Pernyataan keras ini disampaikan sebagaimana dinukil eramuslim dari situs on-line NU oleh Kyai tersebut pada acara Harlah NU di Jombang. Ia juga dengan tegas meminta Negara bertindak tegas kepada pengusung ide Khilafah. Peryataan ini tentu mengandung ironi di tengah gagasan penegakan Khilafah yang semakin kuat mendapatkan sambutan hangat dari seluruh komponen ummat – tentu termasuk ummat Nahdliyin.
Bahkan SETARA Institute – sebuah LSM Liberal — dibuat kaget oleh hasil surveynya sendiri di akhir tahun 2010 ini, bahwa ternyata gagasan Khilafah yang semula asing itu sudah didukung oleh 34,6 % responden. Pernyataan di atas juga tak perlu direaksi secara emosional oleh para pejuang Khilafah, namun cukup ditanggapi secara arif dan argumentative berkepala dingin. Malah sebaiknya menurut kata hikmah Imam Syafii rahimahullah, FA KHOIRU MIN IJABATIHI AS SUKUUT, jawabnya lebih baik diam.
Sebagai respon atas kegelisahan Struktur Nahdliyin (karena tidak semua Nahdliyin menolak Khilafah), maka berbagai fakta empiris historis dan sejumlah narasi normative dari sumber turats Islam klasik serta kuatnya opini syariah dan khilafah di tengah ummat, dapat kiranya dijadikan bahan masukan para pihak penolak Khilafah. Dengan ini mudah-mudahan mampu memberikan bayan (klarifikasi) atas kesalahfaman mereka kepada gagasan tersebut, yang kesemuanya akan diurai secara ringkas di bawah ini.

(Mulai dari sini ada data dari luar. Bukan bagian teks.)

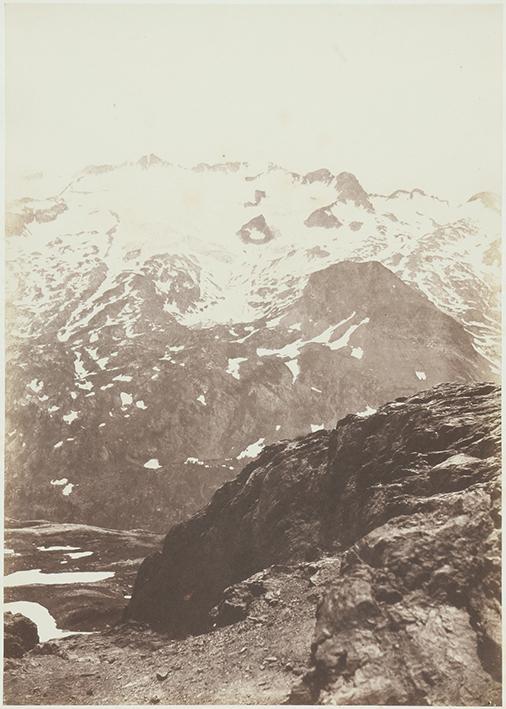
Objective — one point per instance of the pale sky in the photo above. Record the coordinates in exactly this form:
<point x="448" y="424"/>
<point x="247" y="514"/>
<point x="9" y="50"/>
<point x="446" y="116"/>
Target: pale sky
<point x="402" y="96"/>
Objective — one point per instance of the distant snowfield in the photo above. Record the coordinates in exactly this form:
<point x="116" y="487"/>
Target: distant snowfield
<point x="123" y="231"/>
<point x="36" y="576"/>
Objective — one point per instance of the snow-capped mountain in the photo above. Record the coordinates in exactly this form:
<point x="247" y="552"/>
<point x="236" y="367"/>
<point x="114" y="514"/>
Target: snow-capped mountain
<point x="164" y="324"/>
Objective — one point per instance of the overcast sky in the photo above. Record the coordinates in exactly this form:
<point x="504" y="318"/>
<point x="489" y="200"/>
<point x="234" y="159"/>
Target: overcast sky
<point x="401" y="96"/>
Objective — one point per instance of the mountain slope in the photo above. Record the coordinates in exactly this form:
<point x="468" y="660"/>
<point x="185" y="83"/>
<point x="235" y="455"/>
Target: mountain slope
<point x="163" y="324"/>
<point x="388" y="503"/>
<point x="387" y="527"/>
<point x="173" y="413"/>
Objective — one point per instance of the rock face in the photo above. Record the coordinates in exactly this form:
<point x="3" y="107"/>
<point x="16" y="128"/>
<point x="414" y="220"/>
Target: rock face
<point x="404" y="506"/>
<point x="177" y="411"/>
<point x="20" y="635"/>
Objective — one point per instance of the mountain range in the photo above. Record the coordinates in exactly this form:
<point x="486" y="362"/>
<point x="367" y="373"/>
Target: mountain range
<point x="166" y="324"/>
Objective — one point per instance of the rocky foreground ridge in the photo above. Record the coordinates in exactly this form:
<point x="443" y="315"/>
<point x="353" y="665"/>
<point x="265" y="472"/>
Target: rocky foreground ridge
<point x="393" y="518"/>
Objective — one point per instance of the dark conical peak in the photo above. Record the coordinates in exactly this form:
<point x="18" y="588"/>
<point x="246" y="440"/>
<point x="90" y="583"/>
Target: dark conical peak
<point x="350" y="189"/>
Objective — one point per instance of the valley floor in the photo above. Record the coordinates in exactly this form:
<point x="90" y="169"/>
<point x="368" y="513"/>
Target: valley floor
<point x="255" y="661"/>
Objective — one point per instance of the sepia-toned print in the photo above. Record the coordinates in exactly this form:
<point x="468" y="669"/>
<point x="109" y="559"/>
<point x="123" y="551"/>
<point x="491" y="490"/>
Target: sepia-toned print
<point x="252" y="354"/>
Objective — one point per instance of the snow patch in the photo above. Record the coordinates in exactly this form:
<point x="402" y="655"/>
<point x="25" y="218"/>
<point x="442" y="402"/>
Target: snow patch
<point x="252" y="450"/>
<point x="152" y="464"/>
<point x="317" y="427"/>
<point x="233" y="366"/>
<point x="38" y="614"/>
<point x="293" y="366"/>
<point x="67" y="489"/>
<point x="36" y="576"/>
<point x="126" y="399"/>
<point x="36" y="385"/>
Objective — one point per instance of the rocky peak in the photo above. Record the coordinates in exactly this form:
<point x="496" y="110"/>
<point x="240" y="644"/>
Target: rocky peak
<point x="349" y="189"/>
<point x="323" y="493"/>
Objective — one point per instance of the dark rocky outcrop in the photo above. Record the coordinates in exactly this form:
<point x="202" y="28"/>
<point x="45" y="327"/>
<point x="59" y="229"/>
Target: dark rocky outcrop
<point x="356" y="337"/>
<point x="408" y="500"/>
<point x="349" y="189"/>
<point x="20" y="635"/>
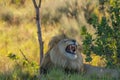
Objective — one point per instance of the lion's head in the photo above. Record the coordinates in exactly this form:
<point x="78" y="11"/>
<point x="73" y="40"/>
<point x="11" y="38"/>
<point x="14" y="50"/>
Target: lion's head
<point x="64" y="52"/>
<point x="68" y="48"/>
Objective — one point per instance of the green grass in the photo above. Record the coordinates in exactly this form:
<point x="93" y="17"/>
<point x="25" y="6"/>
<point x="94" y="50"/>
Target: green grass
<point x="18" y="31"/>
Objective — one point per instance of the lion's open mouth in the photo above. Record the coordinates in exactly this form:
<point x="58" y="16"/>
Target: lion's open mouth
<point x="71" y="48"/>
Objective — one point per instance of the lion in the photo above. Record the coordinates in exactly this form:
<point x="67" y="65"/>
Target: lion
<point x="64" y="53"/>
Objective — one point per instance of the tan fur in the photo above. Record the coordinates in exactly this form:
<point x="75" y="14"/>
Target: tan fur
<point x="55" y="58"/>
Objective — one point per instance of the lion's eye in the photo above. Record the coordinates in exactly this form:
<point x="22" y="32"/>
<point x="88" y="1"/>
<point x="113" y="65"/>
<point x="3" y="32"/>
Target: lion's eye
<point x="65" y="40"/>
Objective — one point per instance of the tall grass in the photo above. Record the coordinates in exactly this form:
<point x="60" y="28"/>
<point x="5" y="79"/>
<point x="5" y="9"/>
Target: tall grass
<point x="18" y="31"/>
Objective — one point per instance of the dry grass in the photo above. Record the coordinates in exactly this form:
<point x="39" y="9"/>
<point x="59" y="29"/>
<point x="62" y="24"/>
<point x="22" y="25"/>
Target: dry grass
<point x="18" y="31"/>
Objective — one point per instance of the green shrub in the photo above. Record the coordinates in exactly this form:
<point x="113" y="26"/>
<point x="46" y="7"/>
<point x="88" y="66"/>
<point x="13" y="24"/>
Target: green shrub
<point x="107" y="41"/>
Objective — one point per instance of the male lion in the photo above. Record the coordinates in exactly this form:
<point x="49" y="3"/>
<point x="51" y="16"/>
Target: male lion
<point x="64" y="53"/>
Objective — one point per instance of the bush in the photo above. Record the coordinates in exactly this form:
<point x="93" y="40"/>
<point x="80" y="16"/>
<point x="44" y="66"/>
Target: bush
<point x="107" y="31"/>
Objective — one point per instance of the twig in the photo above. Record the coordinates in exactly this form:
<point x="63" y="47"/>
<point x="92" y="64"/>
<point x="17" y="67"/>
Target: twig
<point x="24" y="55"/>
<point x="37" y="9"/>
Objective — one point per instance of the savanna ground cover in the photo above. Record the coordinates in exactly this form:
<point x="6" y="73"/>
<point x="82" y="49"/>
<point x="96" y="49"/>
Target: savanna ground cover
<point x="19" y="49"/>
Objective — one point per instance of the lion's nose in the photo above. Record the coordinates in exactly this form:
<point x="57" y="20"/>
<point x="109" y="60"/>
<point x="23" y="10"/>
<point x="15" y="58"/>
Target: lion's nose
<point x="74" y="41"/>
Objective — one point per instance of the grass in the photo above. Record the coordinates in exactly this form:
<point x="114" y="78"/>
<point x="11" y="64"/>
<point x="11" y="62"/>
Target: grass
<point x="18" y="31"/>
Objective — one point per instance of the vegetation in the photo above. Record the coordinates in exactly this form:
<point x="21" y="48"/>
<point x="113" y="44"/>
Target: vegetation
<point x="106" y="41"/>
<point x="18" y="35"/>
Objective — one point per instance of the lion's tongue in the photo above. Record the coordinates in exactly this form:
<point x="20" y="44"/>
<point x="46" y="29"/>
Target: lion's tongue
<point x="72" y="48"/>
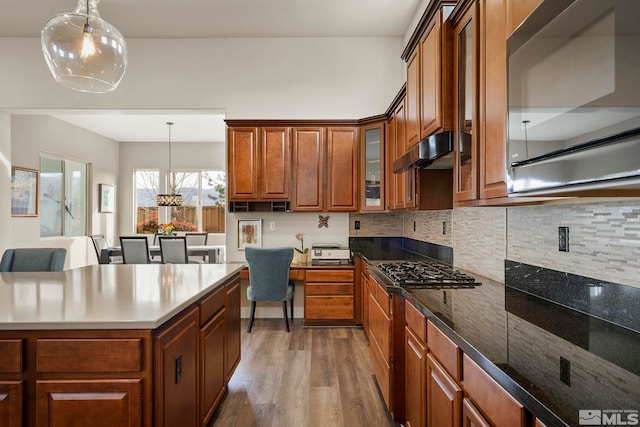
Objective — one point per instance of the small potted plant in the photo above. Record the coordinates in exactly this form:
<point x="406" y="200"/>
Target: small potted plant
<point x="302" y="253"/>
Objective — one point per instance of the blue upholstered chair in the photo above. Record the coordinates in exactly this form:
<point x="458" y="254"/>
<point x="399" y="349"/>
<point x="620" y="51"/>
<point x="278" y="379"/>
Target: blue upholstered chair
<point x="33" y="259"/>
<point x="269" y="278"/>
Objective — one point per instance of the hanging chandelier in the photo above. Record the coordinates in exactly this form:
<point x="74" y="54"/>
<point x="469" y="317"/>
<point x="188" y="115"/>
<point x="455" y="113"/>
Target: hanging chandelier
<point x="83" y="51"/>
<point x="169" y="199"/>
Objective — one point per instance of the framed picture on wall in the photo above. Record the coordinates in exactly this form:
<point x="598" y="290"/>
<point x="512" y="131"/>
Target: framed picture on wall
<point x="249" y="233"/>
<point x="24" y="192"/>
<point x="107" y="198"/>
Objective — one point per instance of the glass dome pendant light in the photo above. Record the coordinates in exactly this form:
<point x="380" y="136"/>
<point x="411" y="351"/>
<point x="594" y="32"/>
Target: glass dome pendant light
<point x="83" y="51"/>
<point x="172" y="199"/>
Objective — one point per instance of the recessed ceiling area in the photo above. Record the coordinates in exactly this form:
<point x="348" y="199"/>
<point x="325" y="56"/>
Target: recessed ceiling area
<point x="149" y="125"/>
<point x="224" y="18"/>
<point x="167" y="19"/>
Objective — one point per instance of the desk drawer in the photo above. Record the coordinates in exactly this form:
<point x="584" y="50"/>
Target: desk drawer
<point x="328" y="307"/>
<point x="329" y="289"/>
<point x="89" y="355"/>
<point x="329" y="275"/>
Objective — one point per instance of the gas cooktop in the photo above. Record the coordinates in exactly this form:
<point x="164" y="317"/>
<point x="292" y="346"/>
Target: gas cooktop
<point x="427" y="274"/>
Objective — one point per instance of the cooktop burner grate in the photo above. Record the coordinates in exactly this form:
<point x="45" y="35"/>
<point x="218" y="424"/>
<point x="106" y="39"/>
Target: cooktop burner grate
<point x="426" y="274"/>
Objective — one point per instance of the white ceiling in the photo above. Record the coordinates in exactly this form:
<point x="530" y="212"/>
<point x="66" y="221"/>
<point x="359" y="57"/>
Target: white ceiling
<point x="206" y="18"/>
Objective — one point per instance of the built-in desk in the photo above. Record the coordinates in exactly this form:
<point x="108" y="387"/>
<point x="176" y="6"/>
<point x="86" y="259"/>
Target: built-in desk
<point x="331" y="294"/>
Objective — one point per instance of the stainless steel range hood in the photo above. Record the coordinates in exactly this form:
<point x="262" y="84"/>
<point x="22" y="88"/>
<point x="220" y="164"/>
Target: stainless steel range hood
<point x="435" y="151"/>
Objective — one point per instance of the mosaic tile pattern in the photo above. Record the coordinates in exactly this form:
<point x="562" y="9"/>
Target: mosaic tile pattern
<point x="604" y="239"/>
<point x="429" y="226"/>
<point x="376" y="225"/>
<point x="479" y="240"/>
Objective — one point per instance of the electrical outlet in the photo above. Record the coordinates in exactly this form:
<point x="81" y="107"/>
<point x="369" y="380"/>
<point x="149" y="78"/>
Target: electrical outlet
<point x="563" y="239"/>
<point x="565" y="371"/>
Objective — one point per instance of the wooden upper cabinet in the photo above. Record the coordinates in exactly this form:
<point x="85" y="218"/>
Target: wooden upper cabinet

Sejarah Jejak Keterkaitan Nusantara dengan Khilafah
Adalah sikap ahistoris menolak ide khilafah mengingat ditemukan sejumlah bukti sejarah yang terhubung sangat erat melalui peran Khilafah dengan sejarah lahirnya umat Islam di negeri ini. Terutama masuknya Islam di tanah Jawa tidak bisa dilepaskan peran Khilafah Utsmaniyah Sultan Muhammad I. Khalifah ini secara bergelombang mengutus dai-dai transnasional ke tanah Jawa untuk menyebarkan agama Islam.
Tersebutlah Maulnana Malik Ibrahim (pakar tata negara Turki), Syaikh Jumadil Kubro-Mesir (dimakamkan di komplek Trowulan), Syaikh Maulana Israil, Syaik Ahmad Subakir, Syaikh Samarkand (Asmarokondi), dsb. Dilanjutkan gelombang kedua yang dikenal dengan Wali Songo, diantaranya Sayyid Ja’far Shodiq Al Quds (Sunan Qudus/Ahli Militer) dan Syarif Hidayatullah.
Tokoh-tokoh diatas tak dipungkiri lagi dalam komunitas Nahdliyin dikenal sebagai Waliyullah yang sangat dihormati. Fakta sejarah lain bisa disimak berikut ini:
  • Pasukan khilafah Turki Utsmani tiba di Aceh (1566-1577) termasuk para ahli senjata api, penembak dan para teknisi. untuk mengamankan wilayah Syamatiirah (Sumatera) dari Portugis. Dengan bantuan ini Aceh menyerang Portugis di Malaka.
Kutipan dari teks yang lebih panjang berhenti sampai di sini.